The media’s role in reporting economic news has always been crucial, providing the public with vital information about the state of the economy. However, a recent study from the Brookings Institution suggests that the media’s coverage of economic news has taken a turn towards the negative in recent years, exacerbating a sense of pessimism among the American public. This shift in reporting has led to a growing disconnect between the media’s portrayal of the economy and the actual economic indicators. As the study reveals, this negativity bias has become even more pronounced during the Trump and Biden administrations, raising questions about the impact of media coverage on public perception and economic sentiment.
The Negativity Gap: A Shift in Economic News Coverage
The study conducted by economists Ben Harris and Aaron Sojourner analyzed the sentiment of economic coverage in mainstream newspapers from 1988 to 2016. They found that during this period, the sentiment of economic stories aligned closely with the economic indicators. However, this relationship began to break down during the Trump presidency, with coverage becoming more negative than what the economic fundamentals would predict. This trend continued and even intensified after Joe Biden took office. From 2017 to 2023, the media’s “negativity gap” was nearly five times larger than in the previous three decades, according to the study.
The Disconnect Between Perception and Reality
The media’s negative portrayal of the economy may help explain why the American public has a pessimistic view of an economy that, by most measures, is robust. While some of this negativity can be attributed to rising prices post-pandemic, surveys show that many Americans are misinformed about the actual state of the economy. A significant number believe the U.S. is in a recession when it is not, and they perceive that prices have risen faster than wages, which is not the case. Interestingly, people’s feelings about the national economy do not align with their own experiences, as Americans continue to spend as if the economy is booming, and more individuals believe their local economy is on the right track compared to the national economy.
The Role of Media Negativity and Public Opinion
Harris and Sojourner’s analysis focused on mainstream newspapers, using the San Francisco Fed’s Daily News Sentiment Index. They found that economic coverage in these newspapers became significantly more negative over the past seven years, even when controlling for underlying economic indicators. While the study does not establish a causal relationship between media coverage and consumer sentiment, it suggests that the media’s negative tone may influence public perception of the economy. However, another study by political scientist Christopher Wlezien indicates that public attitudes towards the economy often shape economic coverage more than the coverage shapes people’s attitudes. This raises the question of whether the media’s negativity bias is a reflection of public sentiment or a driver of it.
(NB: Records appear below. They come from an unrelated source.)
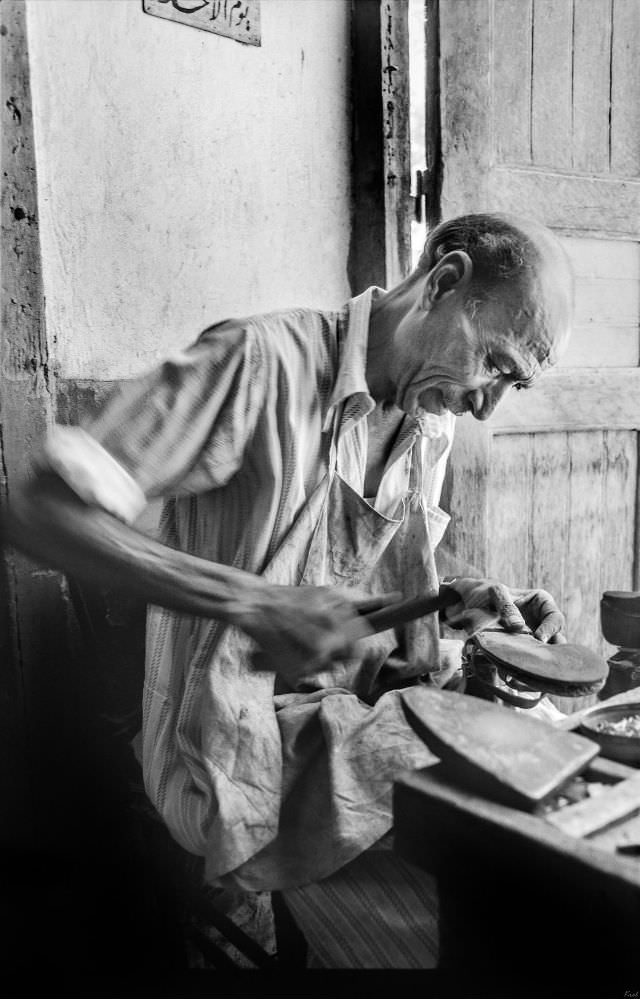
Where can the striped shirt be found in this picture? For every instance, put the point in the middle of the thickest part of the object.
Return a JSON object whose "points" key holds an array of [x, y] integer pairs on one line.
{"points": [[234, 433]]}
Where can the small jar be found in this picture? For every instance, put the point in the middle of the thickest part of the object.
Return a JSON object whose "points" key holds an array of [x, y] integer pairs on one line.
{"points": [[620, 623]]}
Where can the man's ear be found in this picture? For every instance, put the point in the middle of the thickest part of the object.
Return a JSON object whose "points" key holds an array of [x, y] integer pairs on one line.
{"points": [[452, 271]]}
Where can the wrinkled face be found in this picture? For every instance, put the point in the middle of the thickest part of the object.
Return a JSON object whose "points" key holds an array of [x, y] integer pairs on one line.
{"points": [[452, 359]]}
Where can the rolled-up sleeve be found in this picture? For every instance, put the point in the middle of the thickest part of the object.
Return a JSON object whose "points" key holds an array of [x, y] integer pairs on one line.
{"points": [[182, 428]]}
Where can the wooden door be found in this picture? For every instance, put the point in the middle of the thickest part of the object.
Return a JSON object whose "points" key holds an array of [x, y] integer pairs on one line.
{"points": [[540, 115]]}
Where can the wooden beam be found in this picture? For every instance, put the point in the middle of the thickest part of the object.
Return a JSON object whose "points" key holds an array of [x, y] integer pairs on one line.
{"points": [[367, 263], [396, 139], [572, 399]]}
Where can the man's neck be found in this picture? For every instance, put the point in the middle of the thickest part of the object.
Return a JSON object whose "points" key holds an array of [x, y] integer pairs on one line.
{"points": [[387, 312]]}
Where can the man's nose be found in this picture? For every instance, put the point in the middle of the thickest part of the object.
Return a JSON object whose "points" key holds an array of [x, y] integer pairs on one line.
{"points": [[484, 401]]}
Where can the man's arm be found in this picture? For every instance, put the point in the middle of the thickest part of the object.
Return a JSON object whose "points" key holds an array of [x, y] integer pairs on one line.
{"points": [[48, 522]]}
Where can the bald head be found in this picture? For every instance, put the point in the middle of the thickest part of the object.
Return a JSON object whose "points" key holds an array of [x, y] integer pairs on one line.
{"points": [[515, 261]]}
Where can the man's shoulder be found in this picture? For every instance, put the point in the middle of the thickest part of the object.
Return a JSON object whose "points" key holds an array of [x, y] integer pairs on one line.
{"points": [[301, 329]]}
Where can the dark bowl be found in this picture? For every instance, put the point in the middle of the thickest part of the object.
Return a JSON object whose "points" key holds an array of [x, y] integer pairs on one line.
{"points": [[620, 618], [624, 748]]}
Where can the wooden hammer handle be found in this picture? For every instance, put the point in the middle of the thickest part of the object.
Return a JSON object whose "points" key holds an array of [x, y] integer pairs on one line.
{"points": [[409, 610]]}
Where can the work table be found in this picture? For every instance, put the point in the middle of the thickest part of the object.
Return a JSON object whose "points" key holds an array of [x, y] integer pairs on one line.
{"points": [[517, 888]]}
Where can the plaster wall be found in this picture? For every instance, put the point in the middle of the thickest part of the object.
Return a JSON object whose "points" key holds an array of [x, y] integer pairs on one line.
{"points": [[184, 177]]}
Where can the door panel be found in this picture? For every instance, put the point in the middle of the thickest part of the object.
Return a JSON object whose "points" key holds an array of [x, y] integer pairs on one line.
{"points": [[540, 115]]}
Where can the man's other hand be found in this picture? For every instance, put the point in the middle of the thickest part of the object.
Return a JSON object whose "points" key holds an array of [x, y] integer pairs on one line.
{"points": [[301, 630], [515, 609]]}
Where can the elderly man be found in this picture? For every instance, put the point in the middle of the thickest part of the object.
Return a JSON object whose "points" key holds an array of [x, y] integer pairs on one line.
{"points": [[301, 456]]}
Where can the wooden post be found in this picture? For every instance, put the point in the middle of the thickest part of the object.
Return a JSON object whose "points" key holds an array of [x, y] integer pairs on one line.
{"points": [[380, 251], [33, 628]]}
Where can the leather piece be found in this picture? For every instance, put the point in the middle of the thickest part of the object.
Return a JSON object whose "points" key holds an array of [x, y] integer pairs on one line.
{"points": [[566, 664], [493, 750]]}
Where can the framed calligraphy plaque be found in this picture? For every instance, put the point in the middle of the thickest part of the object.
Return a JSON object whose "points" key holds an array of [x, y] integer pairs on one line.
{"points": [[239, 19]]}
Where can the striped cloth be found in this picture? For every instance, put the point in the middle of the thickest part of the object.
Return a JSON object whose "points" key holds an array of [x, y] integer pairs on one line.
{"points": [[233, 433]]}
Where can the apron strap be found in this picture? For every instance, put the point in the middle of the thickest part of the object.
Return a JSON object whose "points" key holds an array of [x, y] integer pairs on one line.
{"points": [[416, 470]]}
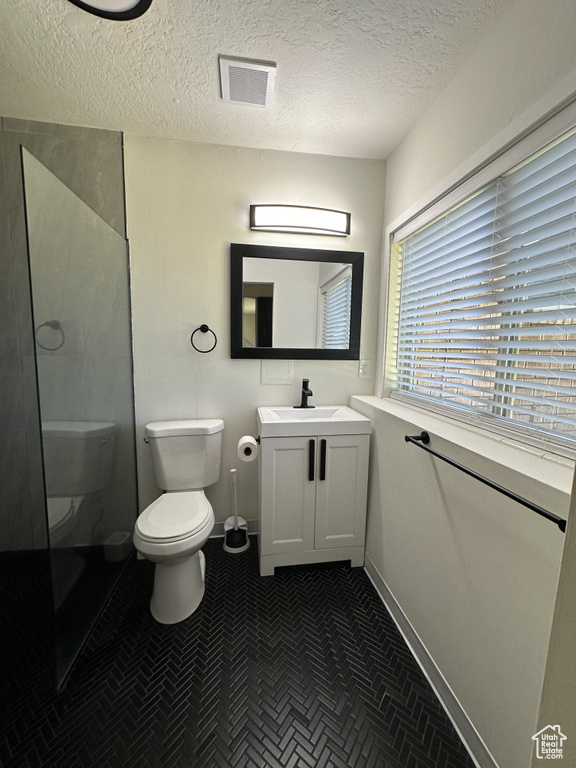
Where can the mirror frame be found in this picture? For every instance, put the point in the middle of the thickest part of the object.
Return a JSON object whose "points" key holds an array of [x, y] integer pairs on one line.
{"points": [[238, 252]]}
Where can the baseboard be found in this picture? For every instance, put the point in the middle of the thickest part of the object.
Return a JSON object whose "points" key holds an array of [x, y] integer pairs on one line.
{"points": [[479, 752], [218, 530]]}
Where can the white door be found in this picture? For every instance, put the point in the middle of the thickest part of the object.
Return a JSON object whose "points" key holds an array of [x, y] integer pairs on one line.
{"points": [[288, 475], [341, 491]]}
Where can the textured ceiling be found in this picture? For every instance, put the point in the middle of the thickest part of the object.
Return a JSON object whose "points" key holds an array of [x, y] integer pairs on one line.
{"points": [[352, 75]]}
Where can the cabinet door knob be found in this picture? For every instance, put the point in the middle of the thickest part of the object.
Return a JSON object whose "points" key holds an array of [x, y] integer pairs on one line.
{"points": [[311, 459], [322, 459]]}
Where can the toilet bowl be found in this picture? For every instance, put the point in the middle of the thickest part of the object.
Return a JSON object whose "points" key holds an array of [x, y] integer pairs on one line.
{"points": [[170, 533], [172, 530], [62, 516]]}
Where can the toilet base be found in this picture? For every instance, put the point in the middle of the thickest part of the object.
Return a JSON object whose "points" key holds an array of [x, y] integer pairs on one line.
{"points": [[178, 589]]}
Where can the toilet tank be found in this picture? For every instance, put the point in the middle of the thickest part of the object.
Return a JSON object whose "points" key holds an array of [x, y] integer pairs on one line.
{"points": [[78, 456], [185, 454]]}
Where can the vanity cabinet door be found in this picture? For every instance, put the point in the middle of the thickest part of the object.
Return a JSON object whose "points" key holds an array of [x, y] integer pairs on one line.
{"points": [[288, 491], [341, 491]]}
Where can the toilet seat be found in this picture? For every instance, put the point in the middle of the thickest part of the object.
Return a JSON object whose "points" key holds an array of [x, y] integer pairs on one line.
{"points": [[174, 516]]}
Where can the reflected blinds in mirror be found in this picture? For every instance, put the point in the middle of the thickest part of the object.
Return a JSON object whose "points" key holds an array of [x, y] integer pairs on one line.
{"points": [[336, 301]]}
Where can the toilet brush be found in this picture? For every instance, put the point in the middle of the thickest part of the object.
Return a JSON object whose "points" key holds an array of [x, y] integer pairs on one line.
{"points": [[235, 528]]}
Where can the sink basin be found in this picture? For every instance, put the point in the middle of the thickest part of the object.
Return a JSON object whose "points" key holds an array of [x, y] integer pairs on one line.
{"points": [[285, 421]]}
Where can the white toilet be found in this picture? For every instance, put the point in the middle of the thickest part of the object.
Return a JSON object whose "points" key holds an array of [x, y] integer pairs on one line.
{"points": [[78, 461], [174, 528]]}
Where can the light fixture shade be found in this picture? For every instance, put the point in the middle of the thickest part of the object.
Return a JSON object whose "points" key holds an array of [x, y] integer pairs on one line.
{"points": [[299, 219], [115, 10]]}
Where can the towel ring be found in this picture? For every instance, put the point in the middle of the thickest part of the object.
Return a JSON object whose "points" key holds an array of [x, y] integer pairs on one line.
{"points": [[57, 327], [204, 329]]}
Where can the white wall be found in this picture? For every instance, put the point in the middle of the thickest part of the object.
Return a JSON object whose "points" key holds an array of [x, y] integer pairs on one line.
{"points": [[474, 575], [185, 204], [529, 55]]}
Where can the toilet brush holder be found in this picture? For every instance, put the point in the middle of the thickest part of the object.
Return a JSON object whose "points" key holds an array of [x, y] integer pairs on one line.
{"points": [[235, 528]]}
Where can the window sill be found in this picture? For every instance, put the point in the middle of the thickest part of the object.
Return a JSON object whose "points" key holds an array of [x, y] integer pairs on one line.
{"points": [[535, 462]]}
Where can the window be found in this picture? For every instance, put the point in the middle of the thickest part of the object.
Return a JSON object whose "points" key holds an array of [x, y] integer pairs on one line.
{"points": [[336, 296], [483, 300]]}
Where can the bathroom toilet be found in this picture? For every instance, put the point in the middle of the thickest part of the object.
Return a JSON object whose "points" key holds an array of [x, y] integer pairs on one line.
{"points": [[174, 528], [78, 460]]}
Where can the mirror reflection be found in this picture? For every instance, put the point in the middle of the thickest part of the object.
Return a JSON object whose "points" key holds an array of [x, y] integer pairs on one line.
{"points": [[294, 302], [79, 281], [302, 304]]}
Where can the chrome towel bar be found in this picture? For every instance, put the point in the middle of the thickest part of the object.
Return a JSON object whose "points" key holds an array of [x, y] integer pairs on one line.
{"points": [[422, 441]]}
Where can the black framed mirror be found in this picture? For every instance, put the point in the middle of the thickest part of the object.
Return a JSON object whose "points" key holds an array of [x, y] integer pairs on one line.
{"points": [[295, 303]]}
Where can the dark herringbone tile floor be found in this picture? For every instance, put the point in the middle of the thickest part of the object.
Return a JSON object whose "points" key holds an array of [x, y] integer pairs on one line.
{"points": [[301, 670]]}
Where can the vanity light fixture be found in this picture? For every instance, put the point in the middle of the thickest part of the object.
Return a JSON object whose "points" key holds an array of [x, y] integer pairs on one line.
{"points": [[115, 10], [299, 219]]}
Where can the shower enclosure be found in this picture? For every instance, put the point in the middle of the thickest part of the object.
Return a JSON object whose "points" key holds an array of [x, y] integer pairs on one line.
{"points": [[68, 498]]}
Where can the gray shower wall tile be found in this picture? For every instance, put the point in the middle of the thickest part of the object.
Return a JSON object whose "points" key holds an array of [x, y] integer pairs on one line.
{"points": [[17, 125], [91, 167], [23, 511], [8, 324]]}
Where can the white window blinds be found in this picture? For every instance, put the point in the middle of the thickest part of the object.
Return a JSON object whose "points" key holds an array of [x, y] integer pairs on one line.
{"points": [[484, 311], [336, 305]]}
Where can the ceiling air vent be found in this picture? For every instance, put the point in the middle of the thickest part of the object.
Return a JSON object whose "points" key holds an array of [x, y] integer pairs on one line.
{"points": [[247, 81]]}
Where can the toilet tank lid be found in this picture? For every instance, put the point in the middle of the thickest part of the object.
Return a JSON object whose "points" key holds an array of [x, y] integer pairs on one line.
{"points": [[79, 430], [188, 427]]}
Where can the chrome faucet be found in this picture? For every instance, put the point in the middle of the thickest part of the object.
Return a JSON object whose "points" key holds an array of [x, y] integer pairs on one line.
{"points": [[306, 393]]}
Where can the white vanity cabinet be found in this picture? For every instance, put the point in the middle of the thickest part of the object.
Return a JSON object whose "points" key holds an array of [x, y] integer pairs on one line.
{"points": [[313, 492]]}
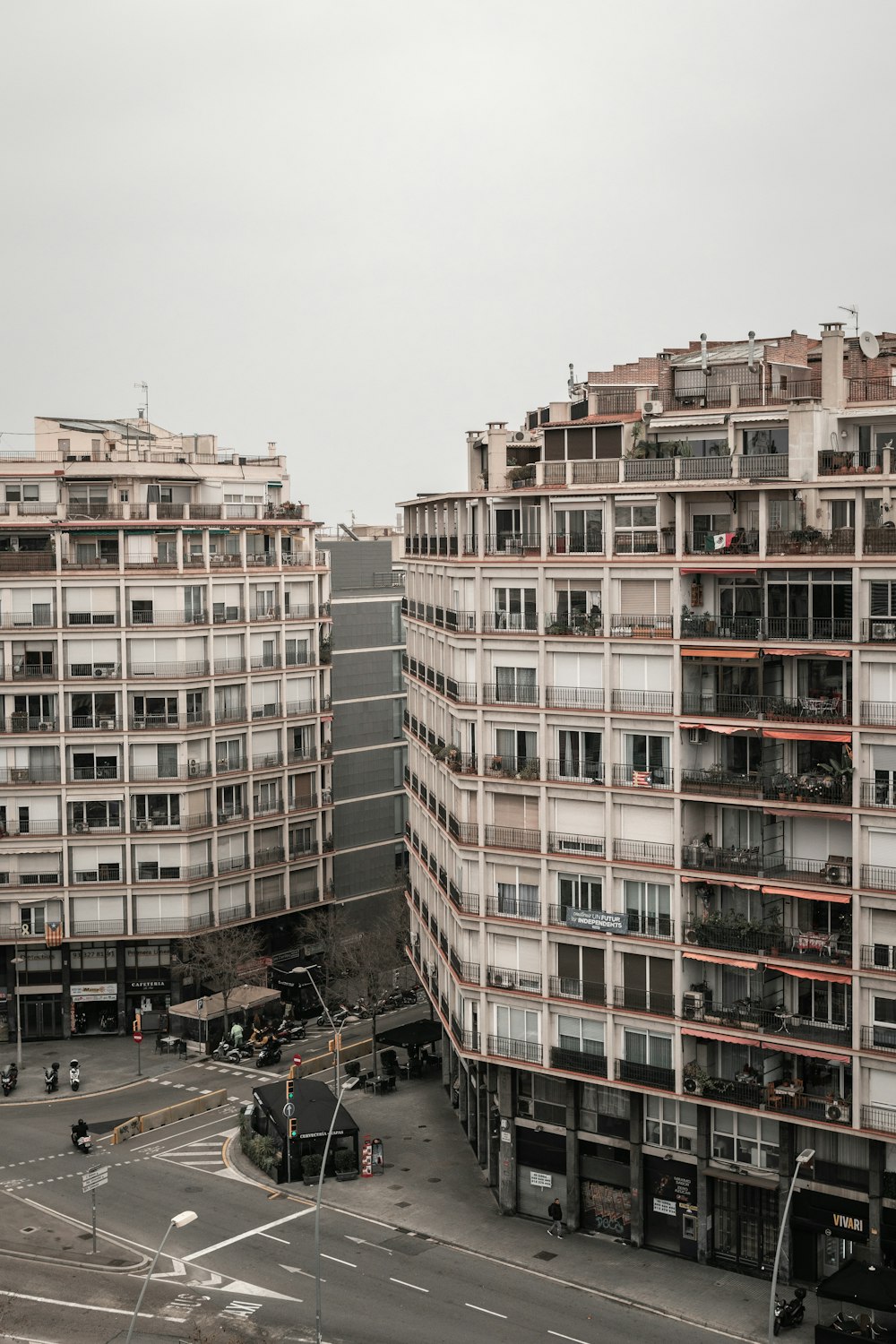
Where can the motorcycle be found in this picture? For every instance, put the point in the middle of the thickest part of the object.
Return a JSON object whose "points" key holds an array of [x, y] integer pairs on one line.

Explaining the Shift in Media Coverage
The sudden increase in media negativity towards the economy since 2017 cannot be solely attributed to partisan bias. Coverage became even more negative after Biden took office, challenging the theory that the media’s negativity was solely a response to the Trump presidency. Instead, the shift in coverage may be a result of a series of shocks to the media ecosystem. Trump’s election led to a reevaluation of the economy, while the resurgence of inflation in 2021 triggered concerns about a potential recession. What would typically be seen as positive economic news, such as job growth and rising wages, was interpreted as signs of an impending crisis. Journalists may also feel pressure to reflect public sentiment and avoid seeming insensitive to people’s economic concerns.
Conclusion:
The media’s negativity bias in economic reporting has created a disconnect between the media’s portrayal and the actual state of the economy. This has contributed to a sense of pessimism among the American public, even as economic indicators suggest a healthy economy. While it remains unclear whether media coverage drives public sentiment or vice versa, the media’s role in shaping public perception cannot be ignored. As the economy continues to recover, it is essential for the media to strike a balance between reporting on challenges and highlighting positive developments, providing the public with a more accurate understanding of the economic landscape.